There is still the general believe that first marriages end in divorce at a rate of approximately 50%. There are many researchers who have historically studied and are still doing so in an effort to establish the most accurate data on the topic.
The general consensus of the research tells us that the divorce rate is currently in the low 40% range. This rate does not include those permanently separated or living together but unhappy.
If we take all of the possible circumstances, we may be at that 50% number again. This figure would mean anyone who has legally married and is at some point during their lifetime either divorced, separated or miserable.
These statistics still sound awfully grim. We know that, ironically, these numbers are mostly ignored as the logical parts of our brain are “offline” when we are in love. Being in love, and believing you found “the one” is the primary reason people give for getting married in the first place. The lifetime marriage rate for individuals in the U.S. is still upwards of 90%. In effect, we are still not rejecting marriage despite the bad odds.
Why Do Many Still Believe The 50% Statistic?
The divorce rate at one time was around 50%. This was a spike that occurred in the 1970’s and 1980’s. This uptick likely was a result of women entering the workforce, the feminist movement, women’s reproductive rights, and other variables.
We must be mindful of the fact that cultural and societal trends impact both marriage and divorce. When this information was first reported, it was shocking for many, likely making it stick. Furthermore, it isn’t too far from the truth today.
Why Don’t We Have Consistent and Accurate Numbers?
Measuring the divorce rate is a very complex and daunting task.
Public records are relied upon. There is also no single common metric for measuring divorce as a variable. There are several variations of the divorce phenomenon. For example, measuring the number of people per one-thousand who divorce within a certain time period is different than measuring the number of people who divorce within a given length of time. All these metrics offer us information, but they will all not have exactly matching results.
We are also predicting future behavior based solely on past behavior, and that can be tricky. Besides, can researchers really be expected to follow a large group of people over the course of their entire life? This just isn’t feasible. Researchers strive to get as close as possible to accurate and reliable rates knowing there are factors that impact the numbers that must be considered.
What Are Some Other Related Statistics?
We know some interesting facts about what impacts the divorce rate:
- The later you marry, the less of a chance you will divorce. It is most ideal to marry in your late 20’s.
- Those with more education are less likely to divorce.
- Those who are financially stable are less likely to divorce.
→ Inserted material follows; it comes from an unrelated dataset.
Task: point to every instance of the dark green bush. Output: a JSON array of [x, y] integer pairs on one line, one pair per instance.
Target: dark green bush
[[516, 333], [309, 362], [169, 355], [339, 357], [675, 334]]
- Most often, wives are the initiators of divorce. Therefore, a lower divorce rate may have something to do with women’s expectations and the way they are perceived if divorced. Given that divorce is so culturally prevalent now, no one bats an eye. This was not true in the 19040’s and 1950’s.
- Gone are the “shotgun” weddings. A vast majority of people marry for love in our culture. If a woman were to get pregnant, she has several options to consider besides marrying the father of the baby.
- There are more acceptable options for relationships than ever right now. Some do choose to stay single or never find the perfect match. Others opt to cohabitate even if the couple has children together.
What's The Bottom Line On Divorce Stats?
According to the Institute for Family Studies, we can conclude that the divorce rate for first marriages is at best around 40% - 45%. We can also conclude that the rate has been dropping for first marriages. It is also true that subsequent marriages have an even higher divorce rate than the 40% - 50% number. Bear in mind that these stats give us reason to explore why the divorce rate is so high.
We have good information on what contributes to a marriage ending in divorce as well as what helps make for a successful long term marriage.